[EM] reply to Gilmour attack on range voting & social utility; CCd to RangeVoting
Abd ul-Rahman Lomax
abd at lomaxdesign.com
Sat Dec 10 18:46:59 PST 2005
At 04:08 PM 12/2/2005, rob brown wrote:
>"Deluded" is certainly a word that comes to mind regarding the
>suggestion that people will, in significant numbers, choose to
>reduce the strength of their vote to some non-zero value below the
>maximum possible strength they are allowed.
>I don't even know how to make this argument, it just seems common sense.
So did a flat earth. However, even the ancients knew, those who
actually looked at the sky, that the earth was not flat.
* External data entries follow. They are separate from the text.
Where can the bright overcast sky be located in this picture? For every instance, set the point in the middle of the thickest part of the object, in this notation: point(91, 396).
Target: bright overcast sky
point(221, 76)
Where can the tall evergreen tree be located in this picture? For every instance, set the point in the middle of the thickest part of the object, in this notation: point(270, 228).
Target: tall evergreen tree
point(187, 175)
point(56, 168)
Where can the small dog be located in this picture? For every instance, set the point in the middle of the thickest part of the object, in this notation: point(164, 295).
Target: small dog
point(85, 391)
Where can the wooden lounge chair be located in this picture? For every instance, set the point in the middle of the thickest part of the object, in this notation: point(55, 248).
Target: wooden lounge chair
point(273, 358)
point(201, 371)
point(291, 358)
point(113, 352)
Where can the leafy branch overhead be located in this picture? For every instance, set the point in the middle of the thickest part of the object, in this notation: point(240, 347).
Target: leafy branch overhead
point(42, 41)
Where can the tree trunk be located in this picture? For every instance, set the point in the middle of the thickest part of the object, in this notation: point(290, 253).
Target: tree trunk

And Mr. Smith has actually looked at voter behavior with Range. Yes,
it was only a poll, it wasn't an actual election -- Mr. Smith and his
coworkers accosted voters leaving the polls in 2004.
But voters *did* vote intermediate numbers in Range. Voting an
intermediate vote in Range is casting a diluted vote. If the vote is
higher than average, it is weak support, and if it is lower than
average, it is weak opposition, in both cased compared to voting the
maximum or zero.
Further, it was pointed out, voters do choose to abstain on
particular questions or races. Yes, Mr. Brown covered this, it would
seem, by specifying "non-zero" value for the vote. Yet if I am
willing to reduce my vote to a zero strength -- by abstaining -- why,
if the ballot allowed me to do it easily, would I not be willing to
reduce my vote strength to an intermediate strength?
He's willing to drive all the way there, or he's willing to stay
home, but he's not willing to drive part way....
And, where people vote Range, they *do* vote intermediate values. QED.